Es muy común que las personas asocien la riqueza con la felicidad, sin embargo abundan historias de ricos infelices y amargados. Esto sucede porque no todos tenemos bien claros ambos conceptos.
Para muchos riqueza es sólo posesión de bienes materiales – dinero, inmuebles, joyas, autos, etc. -, lo cual, indudablemente genera bienestar y la agradable sensación de holgura para el gasto y el consumo. Sin embargo esa sensación, como toda emoción, no es permanente sino muy efímera, está lastimosamente asociada a la ambición por tener más, lo cual nos genera frecuentes preocupaciones y desvelos.
La ambición por lo material es inherente a la condición humana, siempre se quiere tener más, el hombre no se contenta con lo que tiene, por eso es frecuente ver cómo narcotraficantes ya multimillonarios continúan en el negocio hasta que finalmente caen presos o son dados de baja por compinches aún más ambiciosos.
Pero si la ambición mata o desvela, existe otro sentimiento negativo muy relacionado con la riqueza material que resulta quizás peor: la envidia, esa que corroe el alma generando una gran infelicidad. Eso de que es mejor despertarla que sentirla es falso: es terriblemente dañino tanto lo uno como lo otro. Cuando envidiamos la posesión de algo (un auto, una bella pareja, lujos) estamos experimentando unagran frustración y generando un tonto complejo de culpa en el inconsciente, pero cuando hacemos ostentación de nuestras posesiones para que otros nos envidien estamos despertando a la más mortal culebra que vive en los demás.
A nadie le gusta ver ojos bonitos en cara ajena, quien nos envidia no nos considera merecedores de lo que tenemos y cree que sería un acto de justicia mínima hacer algo para despojárnoslo. Lo menos que hace un envidioso es inventar alguna calumnia o algún mal chisme que nos demerite ante los demás.
Quien es realmente rico y tiene por qué serlo, actúa siempre con bajo perfil y no ostentación de nada. Pero resulta que la mayor riqueza no está en el auto más fino y nuevo, o en la casa más lujosa o las abultadas cuentas bancarias: uno es realmente rico cuando no necesita nada más de lo que tiene, cuando le importa un diablo que fulanito se haya comprado el último Ferrari o se haya ido de paseo a las islas Fiji con la última conquista. Uno es rico cuando sabe vivir bien con lo que tiene y con lo que es, sin endeudarse para comprar cosas que no necesita para tratar de impresionar a gente que no vale la pena.

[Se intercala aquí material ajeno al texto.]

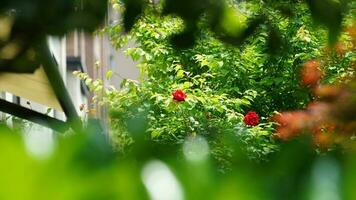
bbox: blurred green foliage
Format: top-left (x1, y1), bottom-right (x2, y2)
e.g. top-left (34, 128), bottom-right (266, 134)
top-left (0, 126), bottom-right (356, 200)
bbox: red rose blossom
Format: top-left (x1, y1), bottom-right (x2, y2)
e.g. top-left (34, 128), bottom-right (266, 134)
top-left (244, 111), bottom-right (259, 126)
top-left (172, 90), bottom-right (187, 101)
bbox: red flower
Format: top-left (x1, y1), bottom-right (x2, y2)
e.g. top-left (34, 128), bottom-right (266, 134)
top-left (244, 111), bottom-right (259, 126)
top-left (301, 60), bottom-right (323, 86)
top-left (172, 90), bottom-right (187, 101)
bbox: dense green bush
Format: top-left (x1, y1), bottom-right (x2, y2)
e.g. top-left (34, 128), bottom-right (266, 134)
top-left (79, 1), bottom-right (354, 167)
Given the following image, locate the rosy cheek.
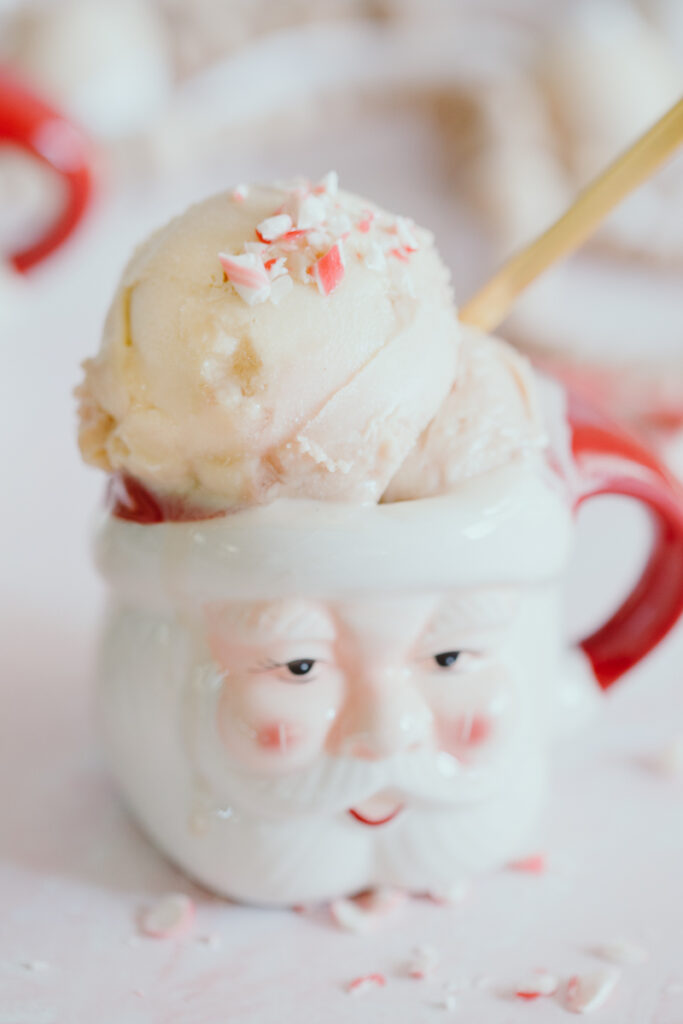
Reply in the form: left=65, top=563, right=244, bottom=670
left=438, top=712, right=494, bottom=755
left=256, top=722, right=305, bottom=754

Uno es rico cuando no vive delante de sí mismo, como dijera algún sociólogo alemán que estudió el alma del colombiano, significando con ello que vivimos en perfecta angustia por tener más que el otro o sufriendo porque el otro vaya a tener más que nosotros.
No quiere esto decir que debamos ser conformistas y perezosos, es normal que nos esforzarnos en mantener un ritmo y un caucenatural de nuestro progreso económico personal, trabajar por un ascenso, por mejorar nuestras ventas y hacer buenos negocios. El error está en alterar ese cauce con atajos viciados de ilegalidad que pueden traer grandes dolores de cabeza.
“Tener” parece ser, lastimosamente, el único verbo rector de muchas personas, olvidándonos que para llegar a él hay que pasar primero por el “ser” y luego por el “hacer”. Para tener cosas hay que hacer (estudiar y trabajar mucho), y para hacer esas cosas hay que ser (disciplinado, perseverante, etc.).
Cuando comprendemos bien estas cosas podemos comenzar a tomar consciencia de que somos y podemos ser muy ricos, entonces sentimos la experiencia liberadora de no envidiarle nada a nadie, y ese es, sin duda alguna, el permanente estado ideal de felicidad, que es bien distinto a una fugaz emoción de alegría por algún suceso especial. Cuando no sentimos la presión de tener o de aparentar tener, recuperamos tiempo entonces para lo verdaderamente importante: nosotros mismos, con nuestros hobbies y pasatiempos, con nuestra familia y amigos, nos volvemos más divertidos para los demás.
Nuestra salud, nuestra mente ilustrada y nuestro tiempo son los tres grandes tesoros que debemos privilegiar: esa sí es riqueza pura. Podemos concluir entonces que riqueza y felicidad sí van de la mano, pero cuando las entendemos bien, cuando ambas son inherentes a nuestro ser, cuando se hacen permanentes y no temporales.